The Senate Utilities Committee opened hearings Tuesday on a bill sought by AT&T, which previously provided local service in Kansas as SBC Corp. The company hopes legislators will deregulate its prices in Kansas City, Topeka and Wichita and allow deregulation in other areas under certain conditions.
David Kerr, AT&T’s Kansas president, told the committee the rapid growth of competition and of alternatives to traditional land-line service over the past five years show the need to update regulatory laws. He said deregulation will drive down prices for consumers.
Some committee members remained skeptical that there’s enough competition to warrant deregulation.
“I like the idea of competition, but I think there are a lot of questions that need to be answered,” said Sen. Mark Taddiken, R-Clifton.
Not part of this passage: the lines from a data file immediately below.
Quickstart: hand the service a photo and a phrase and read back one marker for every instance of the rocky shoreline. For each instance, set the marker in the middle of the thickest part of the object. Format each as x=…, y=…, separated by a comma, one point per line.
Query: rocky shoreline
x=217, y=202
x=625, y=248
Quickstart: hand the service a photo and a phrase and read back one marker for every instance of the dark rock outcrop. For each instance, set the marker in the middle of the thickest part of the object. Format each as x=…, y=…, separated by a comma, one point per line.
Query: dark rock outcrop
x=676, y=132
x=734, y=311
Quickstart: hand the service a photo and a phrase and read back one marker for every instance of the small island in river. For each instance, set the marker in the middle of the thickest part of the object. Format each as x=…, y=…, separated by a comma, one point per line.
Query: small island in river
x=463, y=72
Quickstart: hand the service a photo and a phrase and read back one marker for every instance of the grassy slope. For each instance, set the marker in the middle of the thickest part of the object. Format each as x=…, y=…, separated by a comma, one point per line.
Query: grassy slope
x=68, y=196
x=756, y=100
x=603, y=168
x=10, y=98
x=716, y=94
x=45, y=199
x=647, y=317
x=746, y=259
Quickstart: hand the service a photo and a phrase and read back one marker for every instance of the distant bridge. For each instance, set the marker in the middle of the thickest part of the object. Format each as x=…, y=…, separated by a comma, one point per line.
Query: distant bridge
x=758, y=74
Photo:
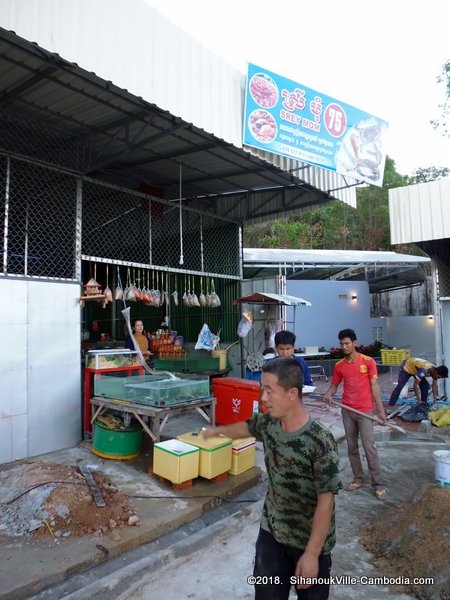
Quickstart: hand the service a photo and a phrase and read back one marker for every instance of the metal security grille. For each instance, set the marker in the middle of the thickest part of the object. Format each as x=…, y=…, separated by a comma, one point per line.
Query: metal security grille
x=132, y=228
x=39, y=214
x=44, y=210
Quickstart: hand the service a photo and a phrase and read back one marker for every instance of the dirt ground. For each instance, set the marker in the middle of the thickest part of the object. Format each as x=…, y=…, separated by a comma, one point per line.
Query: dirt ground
x=45, y=500
x=412, y=540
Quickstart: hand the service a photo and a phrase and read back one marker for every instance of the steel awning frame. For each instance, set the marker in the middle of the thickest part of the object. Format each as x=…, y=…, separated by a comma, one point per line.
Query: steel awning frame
x=382, y=270
x=128, y=141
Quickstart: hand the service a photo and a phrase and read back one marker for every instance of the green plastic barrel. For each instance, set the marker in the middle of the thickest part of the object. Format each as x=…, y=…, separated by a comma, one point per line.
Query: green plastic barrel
x=117, y=444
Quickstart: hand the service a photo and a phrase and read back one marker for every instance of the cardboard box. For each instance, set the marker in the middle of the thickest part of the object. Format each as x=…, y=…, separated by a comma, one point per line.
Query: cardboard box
x=176, y=461
x=242, y=455
x=215, y=453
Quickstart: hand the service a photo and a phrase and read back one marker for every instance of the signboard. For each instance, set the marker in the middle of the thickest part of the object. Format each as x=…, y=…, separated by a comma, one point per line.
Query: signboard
x=287, y=118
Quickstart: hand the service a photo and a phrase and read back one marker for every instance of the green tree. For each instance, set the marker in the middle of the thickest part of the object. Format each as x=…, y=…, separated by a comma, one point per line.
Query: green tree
x=441, y=123
x=335, y=225
x=429, y=174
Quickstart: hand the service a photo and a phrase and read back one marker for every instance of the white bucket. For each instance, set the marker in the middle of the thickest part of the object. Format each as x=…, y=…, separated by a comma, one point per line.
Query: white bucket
x=442, y=468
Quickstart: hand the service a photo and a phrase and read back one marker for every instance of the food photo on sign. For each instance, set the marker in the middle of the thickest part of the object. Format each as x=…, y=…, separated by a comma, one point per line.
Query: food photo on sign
x=287, y=118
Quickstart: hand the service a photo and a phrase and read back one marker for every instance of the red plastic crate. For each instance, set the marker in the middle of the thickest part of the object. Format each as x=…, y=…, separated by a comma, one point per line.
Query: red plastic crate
x=237, y=399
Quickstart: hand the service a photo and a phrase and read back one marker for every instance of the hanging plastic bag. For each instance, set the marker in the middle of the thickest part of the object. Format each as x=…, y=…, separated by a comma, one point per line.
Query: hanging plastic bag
x=245, y=324
x=206, y=339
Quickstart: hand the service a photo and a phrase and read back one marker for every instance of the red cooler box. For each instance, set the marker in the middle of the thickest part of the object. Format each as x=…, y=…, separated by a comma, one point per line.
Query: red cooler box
x=237, y=399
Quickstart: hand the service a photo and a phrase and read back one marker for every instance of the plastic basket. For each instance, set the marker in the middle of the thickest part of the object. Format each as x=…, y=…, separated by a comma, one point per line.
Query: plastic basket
x=394, y=357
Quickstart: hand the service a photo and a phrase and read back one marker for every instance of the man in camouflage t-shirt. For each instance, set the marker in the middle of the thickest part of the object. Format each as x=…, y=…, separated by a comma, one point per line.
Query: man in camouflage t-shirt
x=297, y=530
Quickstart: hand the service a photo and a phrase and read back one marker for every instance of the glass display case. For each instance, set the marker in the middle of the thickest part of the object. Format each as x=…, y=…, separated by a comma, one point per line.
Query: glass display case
x=111, y=359
x=157, y=390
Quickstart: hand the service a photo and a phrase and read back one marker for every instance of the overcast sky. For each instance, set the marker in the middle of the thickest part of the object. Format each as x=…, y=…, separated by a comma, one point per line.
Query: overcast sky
x=383, y=58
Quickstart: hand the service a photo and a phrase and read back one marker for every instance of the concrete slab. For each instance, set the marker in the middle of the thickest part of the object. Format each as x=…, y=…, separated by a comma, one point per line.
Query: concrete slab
x=29, y=567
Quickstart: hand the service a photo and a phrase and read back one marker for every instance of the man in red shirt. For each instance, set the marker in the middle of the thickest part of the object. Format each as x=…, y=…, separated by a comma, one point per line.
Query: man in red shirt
x=361, y=391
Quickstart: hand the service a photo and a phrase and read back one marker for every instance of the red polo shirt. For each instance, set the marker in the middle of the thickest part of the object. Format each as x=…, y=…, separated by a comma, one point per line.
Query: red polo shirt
x=356, y=376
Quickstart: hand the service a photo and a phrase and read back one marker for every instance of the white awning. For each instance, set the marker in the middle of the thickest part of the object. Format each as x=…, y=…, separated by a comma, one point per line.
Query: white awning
x=265, y=298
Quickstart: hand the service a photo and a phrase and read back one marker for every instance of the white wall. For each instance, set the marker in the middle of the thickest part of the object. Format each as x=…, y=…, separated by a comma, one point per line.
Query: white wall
x=319, y=324
x=40, y=403
x=415, y=333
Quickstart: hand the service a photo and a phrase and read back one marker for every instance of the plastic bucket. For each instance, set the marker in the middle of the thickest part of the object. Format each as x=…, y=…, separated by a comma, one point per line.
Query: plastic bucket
x=442, y=468
x=117, y=444
x=222, y=356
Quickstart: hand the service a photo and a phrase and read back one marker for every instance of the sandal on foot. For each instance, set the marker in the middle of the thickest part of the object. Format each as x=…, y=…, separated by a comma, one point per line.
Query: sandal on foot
x=354, y=485
x=380, y=494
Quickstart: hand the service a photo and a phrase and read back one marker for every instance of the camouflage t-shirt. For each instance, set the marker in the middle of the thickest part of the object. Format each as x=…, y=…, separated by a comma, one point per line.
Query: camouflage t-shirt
x=300, y=465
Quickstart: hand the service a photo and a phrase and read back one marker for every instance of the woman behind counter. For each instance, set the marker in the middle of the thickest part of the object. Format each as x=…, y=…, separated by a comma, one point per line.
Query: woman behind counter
x=142, y=340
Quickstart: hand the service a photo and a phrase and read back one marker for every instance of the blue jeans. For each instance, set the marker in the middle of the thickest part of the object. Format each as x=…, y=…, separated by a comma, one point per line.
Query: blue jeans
x=403, y=378
x=275, y=560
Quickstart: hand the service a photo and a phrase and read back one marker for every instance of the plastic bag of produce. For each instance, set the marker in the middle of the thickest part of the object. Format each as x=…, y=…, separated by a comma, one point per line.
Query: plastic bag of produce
x=206, y=339
x=245, y=324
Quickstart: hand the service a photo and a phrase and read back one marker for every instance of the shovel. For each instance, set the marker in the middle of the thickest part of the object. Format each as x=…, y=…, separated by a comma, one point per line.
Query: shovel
x=418, y=435
x=371, y=417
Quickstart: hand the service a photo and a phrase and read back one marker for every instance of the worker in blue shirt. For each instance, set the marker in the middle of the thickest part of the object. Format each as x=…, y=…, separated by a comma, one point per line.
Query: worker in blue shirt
x=285, y=346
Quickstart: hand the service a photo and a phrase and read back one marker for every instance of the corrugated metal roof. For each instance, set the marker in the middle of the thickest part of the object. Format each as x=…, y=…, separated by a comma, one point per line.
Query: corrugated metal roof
x=420, y=212
x=151, y=60
x=382, y=270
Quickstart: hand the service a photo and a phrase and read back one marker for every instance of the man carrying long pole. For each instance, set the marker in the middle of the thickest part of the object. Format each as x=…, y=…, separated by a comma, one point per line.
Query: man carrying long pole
x=361, y=392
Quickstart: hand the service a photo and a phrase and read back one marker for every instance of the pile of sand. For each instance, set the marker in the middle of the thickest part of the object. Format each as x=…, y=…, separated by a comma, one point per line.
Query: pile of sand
x=45, y=500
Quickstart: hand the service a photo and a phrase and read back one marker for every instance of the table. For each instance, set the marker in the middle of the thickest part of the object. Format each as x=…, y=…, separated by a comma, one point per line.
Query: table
x=89, y=374
x=158, y=417
x=315, y=369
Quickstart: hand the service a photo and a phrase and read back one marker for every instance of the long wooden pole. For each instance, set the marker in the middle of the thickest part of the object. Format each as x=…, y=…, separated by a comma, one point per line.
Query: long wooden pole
x=371, y=417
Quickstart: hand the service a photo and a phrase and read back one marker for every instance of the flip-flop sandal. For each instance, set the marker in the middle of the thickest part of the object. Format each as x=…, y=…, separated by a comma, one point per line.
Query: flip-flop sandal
x=354, y=485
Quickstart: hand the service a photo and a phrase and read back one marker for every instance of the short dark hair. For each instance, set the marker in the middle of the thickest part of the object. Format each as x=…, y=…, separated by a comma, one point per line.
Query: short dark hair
x=442, y=370
x=347, y=333
x=288, y=371
x=285, y=337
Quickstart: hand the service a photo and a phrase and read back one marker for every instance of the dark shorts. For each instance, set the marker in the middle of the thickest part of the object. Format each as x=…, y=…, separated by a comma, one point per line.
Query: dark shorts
x=275, y=565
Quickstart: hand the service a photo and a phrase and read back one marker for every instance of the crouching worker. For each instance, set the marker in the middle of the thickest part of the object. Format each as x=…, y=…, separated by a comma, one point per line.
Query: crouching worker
x=297, y=530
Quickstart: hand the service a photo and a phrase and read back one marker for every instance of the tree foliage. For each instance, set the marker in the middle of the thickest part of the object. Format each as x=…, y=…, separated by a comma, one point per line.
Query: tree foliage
x=441, y=123
x=429, y=174
x=335, y=225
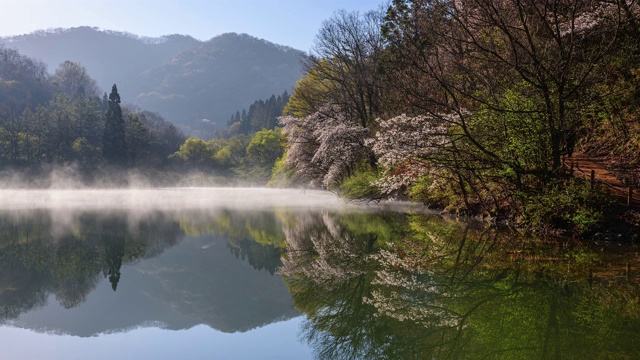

SBC supported similar legislation last year, but Kerr acknowledged the company concentrated more on trying to persuade the Kansas Corporation Commission to deregulate prices for 31 separate services in Kansas City, Topeka and Wichita.
Last year, SBC’s parent acquired AT&T, the long-distance company, kept the AT&T name and made it the largest phone company in the nation.
The KCC rejected most of AT&T’s proposals, concluding there isn’t enough competition to take controls off prices.
Committee Chairman Jay Scott Emler, R-Linsborg, said he wasn’t sure now is the “appropriate time for Kansas” to move toward deregulation.
Kerr argued that the rise of cellular telephone use, high-speed DSL and broadband Internet service and voice service over the Internet have made it the right time.
AT&T has a third fewer land lines in Kansas than it did five years ago, or 890,000 compared with 1.34 million, Kerr said.
Under the bill, the state wouldn’t regulate the price of services when they’re “bundled” in one package for consumers. Outside the three largest metropolitan areas, price deregulation would occur if there are two or more local service competitors.
Kerr said AT&T needs the freedom to change prices in response to market conditions.
But David Springe, chief attorney for the Citizens’ Utility Ratepayers Board, a state agency representing residential and small-business customers, said AT&T wants the ability to raise the price of basic no-frills local service enough to make bundled services attractive.
Springe also said poor and elderly Kansans are the most likely to opt for having a single land line and no other services.
“The only outcome this provides is that some of the consumers who are least able to have competitive options have their rates raised,” Springe said. “A lot of people are going to get hurt.”
To address concerns about potential rate increases for basic service, Kerr offered an amendment to prevent providers from raising rates by more than $12 a year until 2009.
But Springe and Sen. Janis Lee, D-Kensington, noted that the rate increase would still amount to 6.5 percent in 2006.
“We don’t have real competition throughout service areas,” Lee told Kerr. “It’s only in urban areas.”